The second-generation Iridium satellites also host invaluable scientific instruments. The Responsive Environmental Assessment Commercially Hosted, or REACH, is a space weather monitoring system comprised of 32 space radiation sensors installed on the satellites launched as part of the Iridium NEXT campaign.

REACH was created through a partnership between the U.S. Air Force, The Aerospace Corporation, Johns Hopkins Applied Physics Laboratory (APL), Harris Corporation, and Iridium. The program provides an unprecedented capability to monitor Earth’s radiation environment in Low-Earth Orbit.

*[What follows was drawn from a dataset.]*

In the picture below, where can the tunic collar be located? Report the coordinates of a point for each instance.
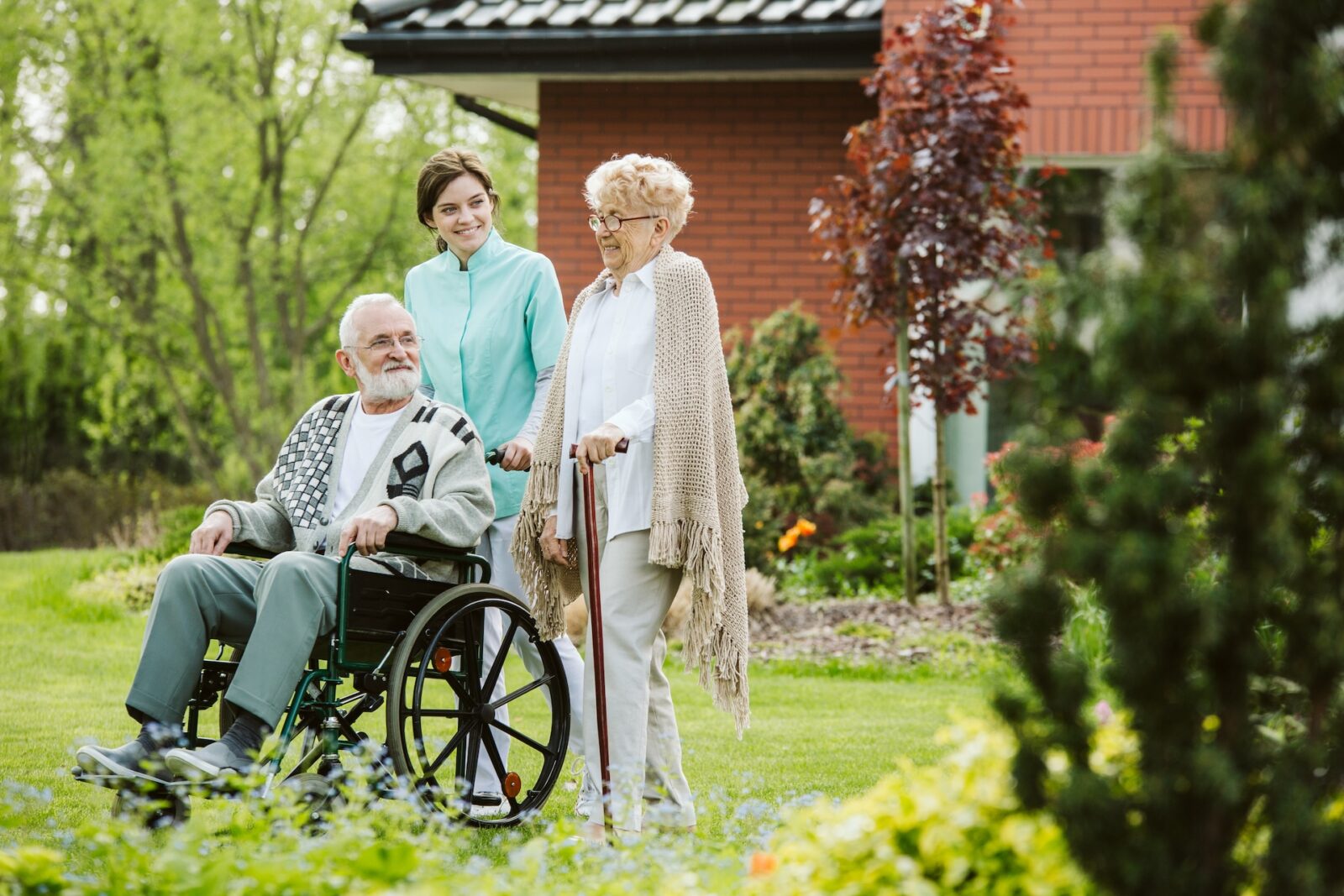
(488, 251)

This space radiationsensing technology provides resilient detection and characterization of space weather hazards, such as solar flares. REACH data is being applied to analyzing current and forecasted space weather phenomena, as well as determining the role of charged particles in upper atmosphere chemistry, and the dynamics of the Van Allen radiation belts. Applications of the data include monitoring the radiation environment for aircraft at high latitudes, as well as for crewed missions in Earth orbit.

Data from the REACH program is playing a critical role in helping us understand and prepare for space weather hazards. This information can be vital in the protection of all of the Earth’s infrastructure, including the electrical grid and other utilities, such as water systems.